Discriminatory Per-Country Limits Harm America’s Competitiveness

Per-country limits are discriminatory in nature because any two individuals with same talent and skills, but from different country of origin, are treated differently by the system. Employers cannot discriminate based on country of origin, while hiring potential employees. Therefore, employment-based immigration, which is a derivative benefit of employment, should not discriminate as well. One million legal immigrants now find themselves trapped in this broken system, and increasing numbers are choosing to leave the country rather than continue to wait. While stuck in the green-card backlog, immigrants may be unable to change jobs, receive promotions or pay increases or travel freely. Additionally, their family members may be unable to work, and many children will “age out” before their parents receive green cards, leaving them without a path to permanent residence in the U.S. despite the fact that they may have lived here legally for many years and easily would have obtained green cards but for the extreme backlogs. Canada and Western Europe actively recruit this same talent pool and, particularly as the Chinese and Indian economies continue to grow rapidly; many individuals are choosing to return to their countries of origin. Given the pace of technological change and the relatively short window of opportunity to build careers, expecting skilled professionals to remain in holding patterns for 10 to 30 years is unrealistic. A March 2009 report from Duke University and University of California, Berkeley surveyed more than 1,200 international students and concluded that the long wait times in the high-skilled green card system will result in fewer outstanding international students, researchers and professionals wanting to stay and work in America or, equally important, believing they will be able to make their careers here.

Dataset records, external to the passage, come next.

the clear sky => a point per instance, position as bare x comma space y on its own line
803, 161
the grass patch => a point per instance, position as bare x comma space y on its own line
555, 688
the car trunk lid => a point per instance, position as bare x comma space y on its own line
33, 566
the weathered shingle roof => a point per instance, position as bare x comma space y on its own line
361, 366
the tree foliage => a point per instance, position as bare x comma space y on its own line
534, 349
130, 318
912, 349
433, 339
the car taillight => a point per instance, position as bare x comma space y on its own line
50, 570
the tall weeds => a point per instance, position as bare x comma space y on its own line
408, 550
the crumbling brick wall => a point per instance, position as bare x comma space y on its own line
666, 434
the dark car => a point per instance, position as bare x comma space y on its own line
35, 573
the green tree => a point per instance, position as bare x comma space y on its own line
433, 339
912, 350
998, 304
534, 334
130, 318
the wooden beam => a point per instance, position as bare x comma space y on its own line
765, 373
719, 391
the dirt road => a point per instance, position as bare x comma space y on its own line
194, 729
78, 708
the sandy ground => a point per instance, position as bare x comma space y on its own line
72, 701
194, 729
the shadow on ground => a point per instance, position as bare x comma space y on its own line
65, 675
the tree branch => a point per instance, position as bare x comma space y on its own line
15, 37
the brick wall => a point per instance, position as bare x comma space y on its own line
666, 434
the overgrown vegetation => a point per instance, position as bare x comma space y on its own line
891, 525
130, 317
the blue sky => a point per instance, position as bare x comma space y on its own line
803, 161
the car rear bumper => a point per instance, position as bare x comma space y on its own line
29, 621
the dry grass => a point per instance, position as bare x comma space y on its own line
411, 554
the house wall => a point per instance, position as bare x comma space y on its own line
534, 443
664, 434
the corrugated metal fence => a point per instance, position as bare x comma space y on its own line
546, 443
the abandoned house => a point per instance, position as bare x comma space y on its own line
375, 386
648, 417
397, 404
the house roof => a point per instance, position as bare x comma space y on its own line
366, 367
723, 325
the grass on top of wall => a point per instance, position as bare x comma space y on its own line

Such students take back the knowledge and research experience obtained in leading American universities, while experienced professionals take back the technical knowledge and experience gathered in American companies. We are training the world’s best and brightest and then sending them home to compete against us.

Perhaps most disturbing is the impact on would-be entrepreneurs. Current rules strictly prohibit those stuck in the backlog from starting their own companies in the U.S. Those immigrants who have an idea for a business or make a technological breakthrough must leave the country and start their companies abroad.